Dann habt ihr ja noch einen weiteren Mammutknochen gefunden? Super! Du hast mir doch auch ein Stück in einer "verschlossenen" Höhle gezeigt und ich dachte zuerst noch, du wolltest mich auf den Arm nehmen. Ich bin am Vorbereiten des posts von unserem Spaziergang, aber die Namen der Wanzen und einer Art Wespe weiss ich nicht mehr (du wirst mir dann sicher den richtigen Namen geben). Wünsche dir einen guten Wochenstart und grüsse dich herzlich, Barbara

Naturwanderer hat gesagt…

Hallo ihr lieben Bloggerinnen,
tja, das war in der Tat ein toller Freitag, den ich nicht so schnell vergessen werde.Ab dem 26. Sept. soll dann schon die kleine Ausstellung gezeigt werden.
@ Sisah, zu deiner Frage, eine Rebverschiebung, also das muß man sich ganz einfach vorstellen, der Winzer möchte aus zwei oder drei kleineren Rebstücken eine größere Fläche erstellen.
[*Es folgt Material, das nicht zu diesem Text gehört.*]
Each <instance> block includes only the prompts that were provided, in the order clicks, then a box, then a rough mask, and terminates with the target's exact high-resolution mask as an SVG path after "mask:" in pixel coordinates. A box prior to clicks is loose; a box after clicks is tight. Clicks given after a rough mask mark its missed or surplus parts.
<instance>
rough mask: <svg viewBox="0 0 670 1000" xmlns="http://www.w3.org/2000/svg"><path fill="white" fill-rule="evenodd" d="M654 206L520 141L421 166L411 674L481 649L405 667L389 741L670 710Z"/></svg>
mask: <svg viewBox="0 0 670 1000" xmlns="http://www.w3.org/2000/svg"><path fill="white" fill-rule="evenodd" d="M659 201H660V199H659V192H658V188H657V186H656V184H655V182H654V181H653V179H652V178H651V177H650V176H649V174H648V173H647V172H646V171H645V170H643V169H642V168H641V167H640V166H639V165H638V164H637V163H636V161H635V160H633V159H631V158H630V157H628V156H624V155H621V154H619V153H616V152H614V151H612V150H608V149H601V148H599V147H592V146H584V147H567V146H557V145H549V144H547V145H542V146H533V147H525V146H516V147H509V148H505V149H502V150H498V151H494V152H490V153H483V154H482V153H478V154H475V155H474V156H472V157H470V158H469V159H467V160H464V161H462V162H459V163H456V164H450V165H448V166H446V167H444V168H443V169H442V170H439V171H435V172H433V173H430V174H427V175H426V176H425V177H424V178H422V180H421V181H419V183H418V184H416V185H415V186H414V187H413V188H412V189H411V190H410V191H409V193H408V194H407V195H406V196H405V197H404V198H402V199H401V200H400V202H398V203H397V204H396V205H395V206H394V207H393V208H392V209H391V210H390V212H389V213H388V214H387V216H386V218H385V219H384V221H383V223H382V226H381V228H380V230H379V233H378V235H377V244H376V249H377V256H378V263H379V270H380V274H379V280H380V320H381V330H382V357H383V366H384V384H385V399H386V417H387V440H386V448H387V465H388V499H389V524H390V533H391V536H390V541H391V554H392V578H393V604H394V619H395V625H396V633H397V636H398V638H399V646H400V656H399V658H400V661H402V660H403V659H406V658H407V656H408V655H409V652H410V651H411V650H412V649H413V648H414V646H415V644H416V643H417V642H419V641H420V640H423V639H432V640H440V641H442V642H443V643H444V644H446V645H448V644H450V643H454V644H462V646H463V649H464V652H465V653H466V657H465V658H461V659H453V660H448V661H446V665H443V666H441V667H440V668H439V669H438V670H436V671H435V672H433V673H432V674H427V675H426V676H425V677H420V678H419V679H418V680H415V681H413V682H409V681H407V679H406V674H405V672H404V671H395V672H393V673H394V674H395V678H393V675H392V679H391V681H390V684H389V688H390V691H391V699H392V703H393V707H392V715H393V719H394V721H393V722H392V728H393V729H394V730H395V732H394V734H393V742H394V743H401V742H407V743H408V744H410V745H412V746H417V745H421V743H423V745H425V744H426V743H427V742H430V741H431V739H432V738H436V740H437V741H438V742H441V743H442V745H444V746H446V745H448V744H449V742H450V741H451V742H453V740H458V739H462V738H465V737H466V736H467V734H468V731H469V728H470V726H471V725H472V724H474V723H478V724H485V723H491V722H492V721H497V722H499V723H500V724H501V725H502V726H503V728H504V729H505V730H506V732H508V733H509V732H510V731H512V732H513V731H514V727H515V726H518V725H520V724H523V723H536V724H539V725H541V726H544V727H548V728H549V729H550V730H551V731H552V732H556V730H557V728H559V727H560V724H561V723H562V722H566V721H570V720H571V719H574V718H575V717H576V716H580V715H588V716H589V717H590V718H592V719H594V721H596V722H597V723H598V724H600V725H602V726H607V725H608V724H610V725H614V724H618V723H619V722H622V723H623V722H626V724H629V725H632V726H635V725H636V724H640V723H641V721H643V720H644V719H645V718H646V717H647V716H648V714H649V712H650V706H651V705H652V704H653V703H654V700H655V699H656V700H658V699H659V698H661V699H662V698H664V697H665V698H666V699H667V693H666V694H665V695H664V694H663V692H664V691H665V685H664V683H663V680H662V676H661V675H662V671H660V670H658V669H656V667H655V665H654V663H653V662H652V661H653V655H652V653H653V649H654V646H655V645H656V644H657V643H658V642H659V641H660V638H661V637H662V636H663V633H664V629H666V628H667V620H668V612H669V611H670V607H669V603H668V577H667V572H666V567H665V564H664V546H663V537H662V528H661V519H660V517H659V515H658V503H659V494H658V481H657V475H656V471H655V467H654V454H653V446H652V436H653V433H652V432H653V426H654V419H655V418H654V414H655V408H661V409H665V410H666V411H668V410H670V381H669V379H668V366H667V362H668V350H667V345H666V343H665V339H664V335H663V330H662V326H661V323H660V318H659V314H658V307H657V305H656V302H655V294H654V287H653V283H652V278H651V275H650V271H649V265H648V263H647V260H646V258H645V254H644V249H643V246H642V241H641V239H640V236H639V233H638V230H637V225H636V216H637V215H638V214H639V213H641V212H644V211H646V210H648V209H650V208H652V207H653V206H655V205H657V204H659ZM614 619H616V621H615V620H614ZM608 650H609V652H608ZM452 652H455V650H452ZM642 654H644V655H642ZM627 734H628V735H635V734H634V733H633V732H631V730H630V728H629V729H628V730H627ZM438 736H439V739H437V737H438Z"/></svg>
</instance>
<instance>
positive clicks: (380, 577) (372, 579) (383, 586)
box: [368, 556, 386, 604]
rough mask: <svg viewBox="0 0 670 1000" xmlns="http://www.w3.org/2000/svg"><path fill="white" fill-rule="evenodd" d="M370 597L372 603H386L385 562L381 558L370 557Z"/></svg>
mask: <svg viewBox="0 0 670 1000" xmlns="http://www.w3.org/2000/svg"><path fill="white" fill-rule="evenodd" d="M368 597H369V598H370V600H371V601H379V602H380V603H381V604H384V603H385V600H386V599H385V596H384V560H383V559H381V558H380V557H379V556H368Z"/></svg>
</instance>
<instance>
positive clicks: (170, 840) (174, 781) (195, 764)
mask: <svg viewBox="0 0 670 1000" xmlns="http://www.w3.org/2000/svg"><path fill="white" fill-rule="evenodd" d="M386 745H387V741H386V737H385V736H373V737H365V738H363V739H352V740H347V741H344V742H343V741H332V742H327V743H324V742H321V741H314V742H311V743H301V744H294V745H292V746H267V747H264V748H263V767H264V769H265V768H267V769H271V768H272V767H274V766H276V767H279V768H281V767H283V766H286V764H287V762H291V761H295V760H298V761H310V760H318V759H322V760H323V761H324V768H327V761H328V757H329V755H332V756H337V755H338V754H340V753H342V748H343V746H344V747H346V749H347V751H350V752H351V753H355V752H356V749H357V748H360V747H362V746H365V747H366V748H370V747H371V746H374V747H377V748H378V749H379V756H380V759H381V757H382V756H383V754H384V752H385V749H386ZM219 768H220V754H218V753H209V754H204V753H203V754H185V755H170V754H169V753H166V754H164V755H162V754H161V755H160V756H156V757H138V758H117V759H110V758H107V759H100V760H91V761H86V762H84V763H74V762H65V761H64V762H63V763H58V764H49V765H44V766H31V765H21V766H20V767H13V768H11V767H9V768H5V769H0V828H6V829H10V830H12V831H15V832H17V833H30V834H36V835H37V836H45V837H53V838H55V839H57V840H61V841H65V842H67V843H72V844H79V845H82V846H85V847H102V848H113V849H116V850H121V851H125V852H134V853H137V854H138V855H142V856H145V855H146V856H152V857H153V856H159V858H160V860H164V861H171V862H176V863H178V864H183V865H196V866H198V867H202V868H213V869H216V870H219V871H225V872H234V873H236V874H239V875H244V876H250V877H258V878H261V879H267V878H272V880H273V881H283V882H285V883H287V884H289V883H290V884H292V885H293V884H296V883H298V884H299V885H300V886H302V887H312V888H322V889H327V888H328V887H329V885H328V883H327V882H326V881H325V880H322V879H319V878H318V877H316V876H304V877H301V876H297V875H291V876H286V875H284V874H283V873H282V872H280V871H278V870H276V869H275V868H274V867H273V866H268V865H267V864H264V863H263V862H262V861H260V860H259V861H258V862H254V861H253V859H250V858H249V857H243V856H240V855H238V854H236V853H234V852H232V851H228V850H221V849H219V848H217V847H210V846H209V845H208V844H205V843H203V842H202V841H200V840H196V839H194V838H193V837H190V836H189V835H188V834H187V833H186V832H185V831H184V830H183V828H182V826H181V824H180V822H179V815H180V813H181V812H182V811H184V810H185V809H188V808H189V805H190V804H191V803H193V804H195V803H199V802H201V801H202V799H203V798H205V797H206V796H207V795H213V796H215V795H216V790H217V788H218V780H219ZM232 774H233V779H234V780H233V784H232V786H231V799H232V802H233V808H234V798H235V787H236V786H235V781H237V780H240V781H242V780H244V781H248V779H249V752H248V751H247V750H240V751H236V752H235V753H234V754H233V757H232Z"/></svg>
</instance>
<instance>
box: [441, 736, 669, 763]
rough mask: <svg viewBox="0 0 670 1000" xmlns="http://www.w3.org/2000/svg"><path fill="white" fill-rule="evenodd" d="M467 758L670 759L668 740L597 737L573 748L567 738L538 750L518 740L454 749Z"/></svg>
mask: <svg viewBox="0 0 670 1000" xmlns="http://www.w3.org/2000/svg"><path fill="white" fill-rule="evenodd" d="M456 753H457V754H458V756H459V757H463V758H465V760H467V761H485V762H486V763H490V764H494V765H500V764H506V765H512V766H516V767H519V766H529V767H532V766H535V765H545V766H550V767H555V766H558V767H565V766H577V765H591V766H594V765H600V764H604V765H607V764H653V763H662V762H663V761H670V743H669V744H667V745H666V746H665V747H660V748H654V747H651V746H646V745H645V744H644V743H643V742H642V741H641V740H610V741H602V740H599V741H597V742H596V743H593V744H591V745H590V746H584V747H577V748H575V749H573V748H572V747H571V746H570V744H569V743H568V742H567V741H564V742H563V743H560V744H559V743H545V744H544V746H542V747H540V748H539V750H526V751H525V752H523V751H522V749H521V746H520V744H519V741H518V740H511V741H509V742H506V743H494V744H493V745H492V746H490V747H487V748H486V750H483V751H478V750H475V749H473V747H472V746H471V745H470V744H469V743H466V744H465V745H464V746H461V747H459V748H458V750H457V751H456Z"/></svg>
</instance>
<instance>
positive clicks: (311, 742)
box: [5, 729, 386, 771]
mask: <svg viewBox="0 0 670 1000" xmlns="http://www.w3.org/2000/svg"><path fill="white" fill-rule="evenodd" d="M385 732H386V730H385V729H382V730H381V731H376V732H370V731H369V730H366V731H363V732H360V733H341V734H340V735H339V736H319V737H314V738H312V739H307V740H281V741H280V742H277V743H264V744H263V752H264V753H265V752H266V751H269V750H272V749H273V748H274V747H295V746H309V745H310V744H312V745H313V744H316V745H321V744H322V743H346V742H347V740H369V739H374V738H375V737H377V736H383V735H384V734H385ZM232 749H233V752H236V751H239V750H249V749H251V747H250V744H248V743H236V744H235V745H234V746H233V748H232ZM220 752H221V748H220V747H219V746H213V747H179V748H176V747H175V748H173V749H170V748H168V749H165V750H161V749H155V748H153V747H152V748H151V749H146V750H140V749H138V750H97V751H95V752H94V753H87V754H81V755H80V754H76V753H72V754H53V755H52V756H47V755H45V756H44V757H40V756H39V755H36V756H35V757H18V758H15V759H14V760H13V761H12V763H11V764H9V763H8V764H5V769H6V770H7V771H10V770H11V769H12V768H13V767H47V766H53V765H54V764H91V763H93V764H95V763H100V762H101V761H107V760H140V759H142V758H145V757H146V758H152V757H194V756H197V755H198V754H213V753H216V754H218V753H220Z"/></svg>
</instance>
Dazu muß er mit einem Bagger die Rebstücke zusammen schieben, damit das Gelände auf einer Ebene ist.
@ Ja ja Aiko, diesmal waren die Knochen leider nicht für dich.
@ Barbara, ne ne, das war die gleiche Höhle, nur jetzt unverschlossen, damit wir besser ran kommen.Bei deinen Tierchen bin ich dir gerne behilflich, schließlich haben wir sie zusammen gesehen.
Euch allen eine gute Woche,
liebe Grüße
von Edith

Fuchsienrot hat gesagt…

Hallo Edith,
das ist ja wieder eine ganz tolle und spannende Geschichte! Ein phantastisches Erlebnis für alle Beteiligten und auch für uns.
Die Fotos von den Smaragdeidechsen sind wirklich spitze. Ich habe versucht, während unseres Moselurlaubs Eidechsen zu fotografieren, was mir aber leider nicht gut gelungen ist. Die waren so schnell, dass ich sie oft nur zum Teil auf den Fotos hatte.
LG
Angelika

Astrantia im Garten hat gesagt…

Liebe Edith,
ich beglückwünsche zu deinen vielen "besonderen" Tage draußen in der Natur. Wer sich so für sie interessiert, dem bleibt sie nicht verschlossen.
Ich bin mir sicher, du wirst noch viele kleine Wunder in deiner Umgebung finden. Unvorstellbar spannend, sich auszumalen, wie sie wohl vor 10.000 Jahren und mehr ausgesehen haben mag.
Liebe Grüße Astrantia

Melanie hat gesagt…

Wow. Das muss ein tolles Erlebnis und Gefühl gewesen sein, Archäologe zu sein. Das wird Euch bestimmt immer in Erinnerung bleiben!